Het ten aanzien van de beklagen onder c. en d. overwogene laat onverlet dat de enkele grond die de directeur aan zijn beslissing om aan klager een ordemaatregel op te leggen, te weten afzondering ter overbrugging van de periode tot klagers
overplaatsing, onjuist is. De directeur had één van de gronden als genoemd in artikel 24, eerste lid, jo artikel 23, eerste lid, van de Pbw aan zijn beslissing ten grondslag moeten leggen. Dat blijkt ook uit de Memorie van toelichting bij de Pbw, waar
afzondering in afwachting van overplaatsing genoemd wordt.
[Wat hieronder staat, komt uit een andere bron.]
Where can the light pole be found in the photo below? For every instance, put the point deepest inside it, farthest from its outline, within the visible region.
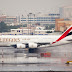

Om die reden zal het beroep van de directeur ten aanzien van het beklag onder a. ongegrond worden verklaard en de uitspraak van de beklagcommissie in zoverre worden bevestigd.

Het beroep van klager ziet op de hoogte van de toegekende tegemoetkoming. De beroepscommissie is van oordeel dat de toegekende tegemoetkoming, in het licht van hetgeen hiervoor is overwogen, juist is.

4. De uitspraak
De beroepscommissie verklaart het beroep van de directeur ten aanzien van het beklag onder a. ongegrond en bevestigt in zoverre de uitspraak van de beklagcommissie. Zij verklaart het beroep ten aanzien van de beklagen onder b., c, en d. gegrond,
vernietigt in zoverre de uitspraak van de beklagcommissie en verklaart klager alsnog niet-ontvankelijk in zijn klacht onder b. en verklaart de beklagen onder c. en d. alsnog ongegrond.
De beroepscommissie verklaart het beroep van klager ten aanzien van de toegekende tegemoetkoming ongegrond en bevestigt in zoverre de uitspraak van de beklagcommissie.

Aldus gegeven door de beroepscommissie voornoemd, bestaande uit mr. J.J. van Oostveen, voorzitter, mr. A.T. Bol en mr. R.S.T. van Rossem-Broos, leden, in tegenwoordigheid van mr. P.N.E. Plooij, secretaris, op 31 juli 2009.